給与が増えても…「手取り24万円」36歳男性の生活

厚生労働省『令和4年 賃金構造基本統計調査』によると、2022年(令和4年)の平均賃金は次の通りです。

 

36歳男性の平均月収:36万円

36歳女性の平均月収:27万円

 

これらの額から所得税、住民税、健康保険、厚生年金、雇用保険などの各種税金や社会保険料が引かれます。具体的には、以下のような割合で控除されることが一般的です。

 

所得税:約5%

住民税:約10%

健康保険:約5%

厚生年金:約9%

雇用保険:約1%

 

これらの控除を合計すると、約30%が差し引かれる計算になります。36万円の月収であれば、約10.8万円が控除され、手取りは25.2万円となります。女性の場合、27万円の月収で控除後の手取りは約18.9万円となります。

 

佐藤さん(仮名/36歳)の手取り収入は24万円。そこから家賃や生活費を捻出する毎日は、決して楽ではありません。月々の支出は以下の通りです。

 

家賃:6万円

食費:4万円

光熱費:1万円

通信費:1万円

交通費:2万円

その他生活費:5万円

貯金:3万円

娯楽費:2万円

 

この内訳を見ると、収支はほぼギリギリです。貯金はわずかに3万円、娯楽費に回せるのも限られた額です。

 

「手取り24万円で生活するとなると、毎月のやりくりは大変です。突発的な出費があると、それだけで大きな痛手になります。
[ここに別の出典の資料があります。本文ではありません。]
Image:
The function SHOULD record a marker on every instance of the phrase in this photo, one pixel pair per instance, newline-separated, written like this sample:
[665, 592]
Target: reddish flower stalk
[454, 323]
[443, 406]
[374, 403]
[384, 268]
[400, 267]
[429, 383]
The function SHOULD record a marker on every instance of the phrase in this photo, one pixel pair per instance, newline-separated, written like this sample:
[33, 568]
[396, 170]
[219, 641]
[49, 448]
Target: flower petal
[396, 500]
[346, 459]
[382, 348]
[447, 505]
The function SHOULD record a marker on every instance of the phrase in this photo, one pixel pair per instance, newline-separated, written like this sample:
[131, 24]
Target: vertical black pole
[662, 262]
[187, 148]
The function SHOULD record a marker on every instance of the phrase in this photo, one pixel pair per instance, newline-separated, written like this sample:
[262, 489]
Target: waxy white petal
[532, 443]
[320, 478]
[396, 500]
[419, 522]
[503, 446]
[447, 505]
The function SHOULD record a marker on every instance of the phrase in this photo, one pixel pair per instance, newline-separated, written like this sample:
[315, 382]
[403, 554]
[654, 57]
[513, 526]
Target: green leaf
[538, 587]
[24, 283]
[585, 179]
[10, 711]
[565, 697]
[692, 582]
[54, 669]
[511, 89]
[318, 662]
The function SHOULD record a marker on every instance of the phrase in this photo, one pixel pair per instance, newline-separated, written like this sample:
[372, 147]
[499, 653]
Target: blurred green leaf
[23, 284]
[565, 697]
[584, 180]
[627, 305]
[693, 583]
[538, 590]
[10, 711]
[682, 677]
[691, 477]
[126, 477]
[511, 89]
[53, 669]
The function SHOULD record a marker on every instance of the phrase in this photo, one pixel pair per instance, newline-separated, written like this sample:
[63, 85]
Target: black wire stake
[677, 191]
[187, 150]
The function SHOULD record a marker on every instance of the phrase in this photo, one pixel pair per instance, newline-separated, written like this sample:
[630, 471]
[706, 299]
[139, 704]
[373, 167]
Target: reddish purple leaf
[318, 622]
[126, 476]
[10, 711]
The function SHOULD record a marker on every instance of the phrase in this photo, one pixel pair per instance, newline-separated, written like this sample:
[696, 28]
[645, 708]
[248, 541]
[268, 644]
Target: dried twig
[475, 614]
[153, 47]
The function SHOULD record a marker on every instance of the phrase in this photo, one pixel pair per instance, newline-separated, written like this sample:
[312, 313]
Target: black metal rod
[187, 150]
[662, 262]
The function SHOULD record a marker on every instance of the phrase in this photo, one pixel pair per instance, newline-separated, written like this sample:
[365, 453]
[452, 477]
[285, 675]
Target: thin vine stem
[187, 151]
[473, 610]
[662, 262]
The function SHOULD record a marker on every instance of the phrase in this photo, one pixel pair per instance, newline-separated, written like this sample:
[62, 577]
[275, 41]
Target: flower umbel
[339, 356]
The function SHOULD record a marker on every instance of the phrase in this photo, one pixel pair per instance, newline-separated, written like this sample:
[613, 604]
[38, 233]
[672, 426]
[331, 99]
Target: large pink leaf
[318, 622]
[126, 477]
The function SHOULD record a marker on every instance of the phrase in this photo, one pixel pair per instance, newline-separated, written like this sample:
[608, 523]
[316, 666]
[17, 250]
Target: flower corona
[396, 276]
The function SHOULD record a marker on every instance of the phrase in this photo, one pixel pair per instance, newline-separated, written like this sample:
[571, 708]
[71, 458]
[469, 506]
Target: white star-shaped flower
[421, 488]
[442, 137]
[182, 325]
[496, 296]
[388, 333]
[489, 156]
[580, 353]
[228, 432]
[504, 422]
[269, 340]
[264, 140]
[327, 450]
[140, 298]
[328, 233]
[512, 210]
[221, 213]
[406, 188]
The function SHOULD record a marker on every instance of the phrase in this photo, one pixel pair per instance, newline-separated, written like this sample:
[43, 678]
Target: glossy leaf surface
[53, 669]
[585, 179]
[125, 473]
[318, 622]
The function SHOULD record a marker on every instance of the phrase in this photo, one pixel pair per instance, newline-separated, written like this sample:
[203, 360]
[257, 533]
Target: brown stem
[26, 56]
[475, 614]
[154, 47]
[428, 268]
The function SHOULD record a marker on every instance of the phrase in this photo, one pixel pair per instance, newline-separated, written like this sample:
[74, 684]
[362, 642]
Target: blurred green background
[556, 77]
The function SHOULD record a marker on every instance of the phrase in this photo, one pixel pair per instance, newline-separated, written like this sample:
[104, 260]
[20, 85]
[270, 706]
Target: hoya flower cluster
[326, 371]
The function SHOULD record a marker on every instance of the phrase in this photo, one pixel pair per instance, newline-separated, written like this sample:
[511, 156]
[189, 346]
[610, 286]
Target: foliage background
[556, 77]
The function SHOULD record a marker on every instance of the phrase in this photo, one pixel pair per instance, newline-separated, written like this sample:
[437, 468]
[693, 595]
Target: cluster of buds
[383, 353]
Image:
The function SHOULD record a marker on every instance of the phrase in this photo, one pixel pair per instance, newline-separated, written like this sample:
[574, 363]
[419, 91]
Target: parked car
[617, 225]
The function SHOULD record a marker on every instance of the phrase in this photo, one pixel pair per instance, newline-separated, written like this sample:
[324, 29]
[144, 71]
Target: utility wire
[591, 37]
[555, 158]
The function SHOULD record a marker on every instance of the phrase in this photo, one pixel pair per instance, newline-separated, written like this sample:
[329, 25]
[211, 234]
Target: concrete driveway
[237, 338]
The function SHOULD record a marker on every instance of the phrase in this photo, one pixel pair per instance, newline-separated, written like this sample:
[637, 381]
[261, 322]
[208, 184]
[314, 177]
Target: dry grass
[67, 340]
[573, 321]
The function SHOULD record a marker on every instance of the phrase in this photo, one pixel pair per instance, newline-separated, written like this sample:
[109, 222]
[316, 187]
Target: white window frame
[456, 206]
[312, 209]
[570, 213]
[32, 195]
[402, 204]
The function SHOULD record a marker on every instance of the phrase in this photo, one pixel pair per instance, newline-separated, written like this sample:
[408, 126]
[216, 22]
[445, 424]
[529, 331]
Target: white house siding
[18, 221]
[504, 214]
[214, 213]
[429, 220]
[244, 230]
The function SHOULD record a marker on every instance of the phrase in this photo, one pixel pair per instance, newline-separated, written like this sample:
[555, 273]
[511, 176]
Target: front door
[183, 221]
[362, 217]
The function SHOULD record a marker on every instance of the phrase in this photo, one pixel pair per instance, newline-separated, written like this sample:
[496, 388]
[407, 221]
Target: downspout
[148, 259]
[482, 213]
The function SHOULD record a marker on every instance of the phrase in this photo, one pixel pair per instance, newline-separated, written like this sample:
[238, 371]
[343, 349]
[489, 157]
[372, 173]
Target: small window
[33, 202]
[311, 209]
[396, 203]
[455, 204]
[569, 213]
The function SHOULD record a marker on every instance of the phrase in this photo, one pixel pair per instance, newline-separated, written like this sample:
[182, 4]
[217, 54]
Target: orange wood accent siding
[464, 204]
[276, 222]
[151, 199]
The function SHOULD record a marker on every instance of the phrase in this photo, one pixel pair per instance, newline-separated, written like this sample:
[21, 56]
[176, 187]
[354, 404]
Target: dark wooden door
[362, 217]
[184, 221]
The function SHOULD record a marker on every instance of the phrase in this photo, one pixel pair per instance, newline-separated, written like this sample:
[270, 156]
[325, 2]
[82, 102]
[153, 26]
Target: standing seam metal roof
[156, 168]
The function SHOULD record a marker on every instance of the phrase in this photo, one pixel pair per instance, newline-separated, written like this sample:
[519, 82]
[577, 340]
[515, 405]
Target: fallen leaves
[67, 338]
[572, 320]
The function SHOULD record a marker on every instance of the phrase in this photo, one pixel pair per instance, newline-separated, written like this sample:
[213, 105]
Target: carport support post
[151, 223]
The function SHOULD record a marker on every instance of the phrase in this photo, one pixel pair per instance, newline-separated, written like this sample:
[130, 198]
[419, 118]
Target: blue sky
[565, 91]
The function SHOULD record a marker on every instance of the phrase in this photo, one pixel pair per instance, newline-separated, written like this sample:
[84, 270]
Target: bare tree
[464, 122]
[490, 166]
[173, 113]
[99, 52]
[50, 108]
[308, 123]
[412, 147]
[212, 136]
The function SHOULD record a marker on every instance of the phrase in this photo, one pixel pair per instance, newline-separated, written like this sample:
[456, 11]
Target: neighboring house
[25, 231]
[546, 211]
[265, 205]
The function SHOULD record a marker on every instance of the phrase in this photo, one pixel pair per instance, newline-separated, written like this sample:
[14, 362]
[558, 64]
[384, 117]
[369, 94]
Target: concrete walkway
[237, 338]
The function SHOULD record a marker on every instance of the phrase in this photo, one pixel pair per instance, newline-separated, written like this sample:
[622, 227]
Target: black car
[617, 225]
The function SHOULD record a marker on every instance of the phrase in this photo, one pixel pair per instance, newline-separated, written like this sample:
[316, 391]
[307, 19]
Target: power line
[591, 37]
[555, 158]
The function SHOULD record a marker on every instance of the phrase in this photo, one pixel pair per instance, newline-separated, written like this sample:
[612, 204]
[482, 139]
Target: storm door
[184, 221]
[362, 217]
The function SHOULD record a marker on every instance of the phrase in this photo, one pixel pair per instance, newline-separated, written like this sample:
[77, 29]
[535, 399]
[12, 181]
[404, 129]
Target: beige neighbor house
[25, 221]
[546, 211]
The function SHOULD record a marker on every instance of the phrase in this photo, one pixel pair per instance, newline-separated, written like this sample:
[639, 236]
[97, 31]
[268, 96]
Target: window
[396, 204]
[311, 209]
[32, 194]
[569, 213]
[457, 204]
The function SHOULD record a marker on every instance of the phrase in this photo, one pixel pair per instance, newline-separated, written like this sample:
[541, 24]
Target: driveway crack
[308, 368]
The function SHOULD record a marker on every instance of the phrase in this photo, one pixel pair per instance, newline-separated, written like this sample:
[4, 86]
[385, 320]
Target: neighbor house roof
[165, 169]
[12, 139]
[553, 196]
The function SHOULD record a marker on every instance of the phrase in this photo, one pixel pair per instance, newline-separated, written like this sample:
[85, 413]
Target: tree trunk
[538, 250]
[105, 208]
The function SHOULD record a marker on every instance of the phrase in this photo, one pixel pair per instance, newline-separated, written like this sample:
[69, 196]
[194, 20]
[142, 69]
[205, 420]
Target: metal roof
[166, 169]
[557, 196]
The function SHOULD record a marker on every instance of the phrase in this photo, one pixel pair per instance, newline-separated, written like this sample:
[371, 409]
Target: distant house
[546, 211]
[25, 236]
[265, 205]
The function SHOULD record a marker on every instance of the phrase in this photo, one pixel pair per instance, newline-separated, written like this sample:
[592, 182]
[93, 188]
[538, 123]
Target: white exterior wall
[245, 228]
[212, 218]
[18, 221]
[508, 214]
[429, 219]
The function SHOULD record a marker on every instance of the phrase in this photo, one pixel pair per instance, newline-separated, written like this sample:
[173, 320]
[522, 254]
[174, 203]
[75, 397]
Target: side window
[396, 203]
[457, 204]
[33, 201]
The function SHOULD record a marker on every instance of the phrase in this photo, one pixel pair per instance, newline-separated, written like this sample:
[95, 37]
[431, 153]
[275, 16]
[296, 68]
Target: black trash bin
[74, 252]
例えば、急に家電が壊れたり、冠婚葬祭が重なったりすると、それだけで家計が一気に苦しくなります」

 

佐藤さんの手取りが少ない理由の一つに、年々増加する社会保障費の負担があります。「社会保険料や税金がどんどん引かれていくので、年収の割に手取りが少ないと感じます。特に健康保険や年金の負担が重く感じられます」と佐藤さんは語ります。

 

2000年代初頭から、年金や健康保険などの社会保障費の負担は増加し続けています。厚生労働省のデータによれば、2002年から2017年の間に、年収500万円の人の手取りは約35万円、年収700万円の人の手取りは約50万円も減少しました。この傾向は今後も続くと予想されています。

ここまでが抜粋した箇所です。